Aquel centro comercial de descarte y sin raigambr fue un éxito. Una clientela popular encontraba ahí a su alcance lo que en otras tiendas era solo un lejano vitrinazo. De las tres bes, contaba con las últimas: bonito y barato. A veces solo con la última... Además, Polvos se empezó a convertir en un lugar donde por obra de una organizada casualidad, la víctima de un robo podía encontrar, aún tibio, el producto hurtado apenas horas antes. Como en cualquier civilizado país del tercer mundo, el agraviado volvía a comprar su propiedad casi con agradecimiento.

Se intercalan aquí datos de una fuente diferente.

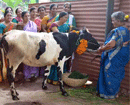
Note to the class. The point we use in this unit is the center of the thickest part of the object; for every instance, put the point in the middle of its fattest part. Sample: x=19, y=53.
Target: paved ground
x=32, y=94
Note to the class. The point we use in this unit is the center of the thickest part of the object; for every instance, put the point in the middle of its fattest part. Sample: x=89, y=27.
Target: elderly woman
x=18, y=18
x=115, y=56
x=50, y=18
x=29, y=72
x=58, y=26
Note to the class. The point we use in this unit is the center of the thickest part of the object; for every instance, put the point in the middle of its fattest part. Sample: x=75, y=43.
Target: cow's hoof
x=44, y=87
x=65, y=94
x=15, y=98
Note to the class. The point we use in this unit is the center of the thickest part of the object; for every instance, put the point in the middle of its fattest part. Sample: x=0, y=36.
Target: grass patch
x=89, y=94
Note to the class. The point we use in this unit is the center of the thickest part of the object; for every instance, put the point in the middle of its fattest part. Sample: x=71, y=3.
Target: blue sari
x=53, y=77
x=112, y=64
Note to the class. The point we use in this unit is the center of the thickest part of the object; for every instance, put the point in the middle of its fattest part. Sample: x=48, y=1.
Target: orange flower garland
x=74, y=31
x=82, y=46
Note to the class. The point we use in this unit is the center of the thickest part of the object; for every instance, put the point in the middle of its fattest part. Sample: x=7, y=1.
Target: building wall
x=92, y=15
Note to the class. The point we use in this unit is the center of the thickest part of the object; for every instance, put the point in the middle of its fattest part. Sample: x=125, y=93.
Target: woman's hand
x=100, y=49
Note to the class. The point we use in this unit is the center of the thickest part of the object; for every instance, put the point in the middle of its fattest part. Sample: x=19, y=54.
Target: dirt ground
x=32, y=94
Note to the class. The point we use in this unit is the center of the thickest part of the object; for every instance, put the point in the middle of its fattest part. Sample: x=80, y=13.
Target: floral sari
x=113, y=63
x=28, y=70
x=16, y=20
x=48, y=21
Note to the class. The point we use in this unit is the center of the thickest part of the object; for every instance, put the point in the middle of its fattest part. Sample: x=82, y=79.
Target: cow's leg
x=11, y=69
x=46, y=73
x=60, y=72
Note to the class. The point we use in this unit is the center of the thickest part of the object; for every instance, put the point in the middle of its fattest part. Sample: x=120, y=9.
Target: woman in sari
x=33, y=13
x=49, y=19
x=29, y=72
x=18, y=18
x=115, y=56
x=71, y=19
x=38, y=23
x=58, y=26
x=5, y=26
x=41, y=10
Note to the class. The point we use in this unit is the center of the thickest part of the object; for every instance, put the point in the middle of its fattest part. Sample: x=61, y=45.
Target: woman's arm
x=43, y=27
x=108, y=46
x=54, y=29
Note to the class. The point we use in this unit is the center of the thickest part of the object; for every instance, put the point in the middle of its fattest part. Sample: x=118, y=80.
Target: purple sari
x=28, y=70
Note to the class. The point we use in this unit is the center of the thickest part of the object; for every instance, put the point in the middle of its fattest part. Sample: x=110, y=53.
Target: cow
x=41, y=49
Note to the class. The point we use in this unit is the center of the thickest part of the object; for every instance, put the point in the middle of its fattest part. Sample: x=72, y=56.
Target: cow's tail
x=3, y=64
x=2, y=40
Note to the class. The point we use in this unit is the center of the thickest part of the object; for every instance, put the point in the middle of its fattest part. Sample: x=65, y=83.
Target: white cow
x=41, y=49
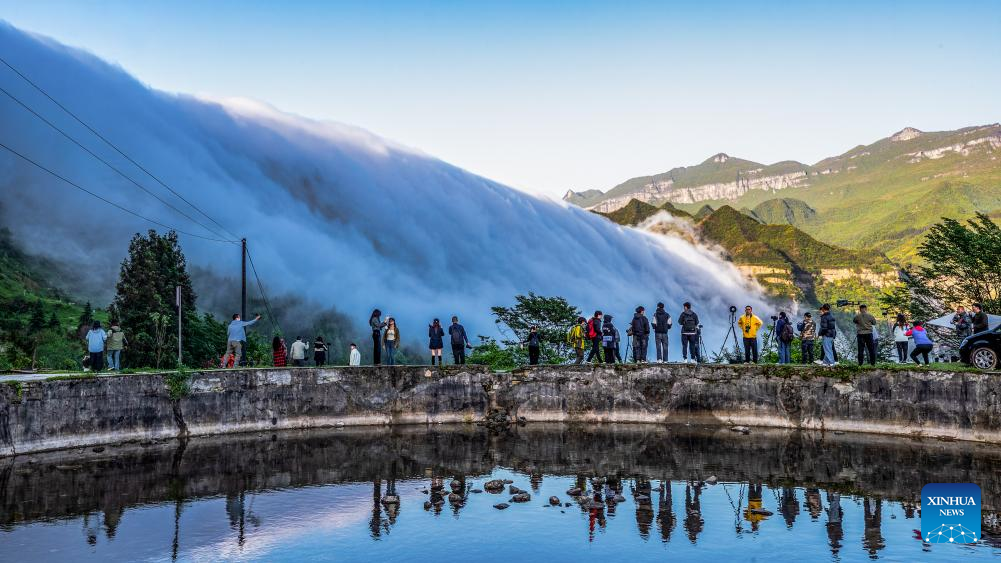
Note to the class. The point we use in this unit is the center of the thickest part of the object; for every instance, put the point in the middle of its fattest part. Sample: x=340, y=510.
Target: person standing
x=865, y=324
x=577, y=339
x=784, y=335
x=278, y=352
x=641, y=335
x=963, y=323
x=828, y=332
x=609, y=337
x=390, y=339
x=900, y=329
x=299, y=348
x=980, y=319
x=595, y=336
x=808, y=335
x=116, y=344
x=662, y=324
x=236, y=335
x=535, y=343
x=96, y=337
x=319, y=352
x=376, y=325
x=689, y=323
x=750, y=324
x=459, y=342
x=923, y=344
x=435, y=341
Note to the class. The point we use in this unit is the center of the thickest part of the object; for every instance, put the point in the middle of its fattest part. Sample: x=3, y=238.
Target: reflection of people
x=644, y=506
x=665, y=511
x=835, y=532
x=813, y=503
x=790, y=506
x=754, y=503
x=693, y=512
x=872, y=536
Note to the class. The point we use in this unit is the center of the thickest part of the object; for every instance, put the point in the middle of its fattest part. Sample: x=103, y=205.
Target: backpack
x=787, y=333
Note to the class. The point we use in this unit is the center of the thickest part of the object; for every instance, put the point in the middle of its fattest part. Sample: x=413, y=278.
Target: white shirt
x=299, y=350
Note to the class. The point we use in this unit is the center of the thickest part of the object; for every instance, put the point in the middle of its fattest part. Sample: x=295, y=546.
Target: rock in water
x=493, y=486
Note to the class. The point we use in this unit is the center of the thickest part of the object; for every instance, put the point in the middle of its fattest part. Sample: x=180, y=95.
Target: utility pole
x=177, y=296
x=243, y=279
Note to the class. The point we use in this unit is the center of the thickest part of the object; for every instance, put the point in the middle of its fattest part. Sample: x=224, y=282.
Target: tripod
x=732, y=332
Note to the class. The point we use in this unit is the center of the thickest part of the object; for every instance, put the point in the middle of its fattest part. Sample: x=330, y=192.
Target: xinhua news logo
x=950, y=513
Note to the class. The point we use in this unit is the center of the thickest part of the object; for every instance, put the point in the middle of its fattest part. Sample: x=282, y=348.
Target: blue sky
x=548, y=96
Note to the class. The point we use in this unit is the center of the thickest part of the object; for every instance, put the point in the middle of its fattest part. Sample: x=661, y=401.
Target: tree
x=87, y=317
x=144, y=300
x=553, y=316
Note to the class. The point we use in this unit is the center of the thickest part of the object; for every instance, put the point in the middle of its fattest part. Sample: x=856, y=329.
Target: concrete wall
x=73, y=413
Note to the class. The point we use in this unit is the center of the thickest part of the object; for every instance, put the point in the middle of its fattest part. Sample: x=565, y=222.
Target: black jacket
x=689, y=322
x=662, y=320
x=640, y=326
x=980, y=322
x=828, y=328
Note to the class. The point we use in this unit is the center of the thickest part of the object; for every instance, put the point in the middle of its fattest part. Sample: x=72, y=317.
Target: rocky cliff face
x=77, y=413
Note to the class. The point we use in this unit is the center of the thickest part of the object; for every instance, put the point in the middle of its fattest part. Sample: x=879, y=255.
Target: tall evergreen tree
x=155, y=265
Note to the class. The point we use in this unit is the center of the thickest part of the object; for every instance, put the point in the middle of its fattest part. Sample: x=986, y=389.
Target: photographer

Pero la dicha, si no es breve, es sospechosa. En 1983 la UNESCO declaró a Lima Patrimonio Histórico de la Humanidad. La buena noticia era mala para José Álamo y 3.199 ambulantes más. Ni un solo vendedor podía seguir en el centro histórico, ni siquiera en un estacionamiento. Cotejando copiosa caja fuerte bajo el colchón, la primera reacción de los pudientes comerciantes ajenos al pago de impuestos fue "compremos Polvos". "No está en venta", respondió la Municipalidad. "Techemos el río Rímac", fue otra propuesta. "Ni hablar", dijo el Municipio, con la guardia de asalto por delante. Desesperadamente, los ambulantes se organizaron en búsqueda de un lugar donde mudarse, motivados además por un sospechoso incendio en el Campo Ferial. En 1997, tras 16 años de ocupación ilegal, casi 1.500 vendedores ambulantes que quedaban se mudaron a lo que consideraban la mejor opción. Una Antigua fábrica textil que ahora era un abandonado edificio de Sider Perú, a la vera de la Vía Expresa, a pocas cuadras del hotel Sheraton y del Museo de Arte de Lima. Pagaron entre todos US$ 5 millones por 16.000 m2 propios. La compra luego saldría torcida y hasta la fecha arrastran litigios penales y civiles por malas jugadas de los vendedores. Pero fue un triunfo dejar el centro de Lima con un festivo pasacalle, llevándose consigo sus mercancías y el ganado nombre. Polvos azules se mudaba al distrito de La Victoria, el distrito con más swing de Lima.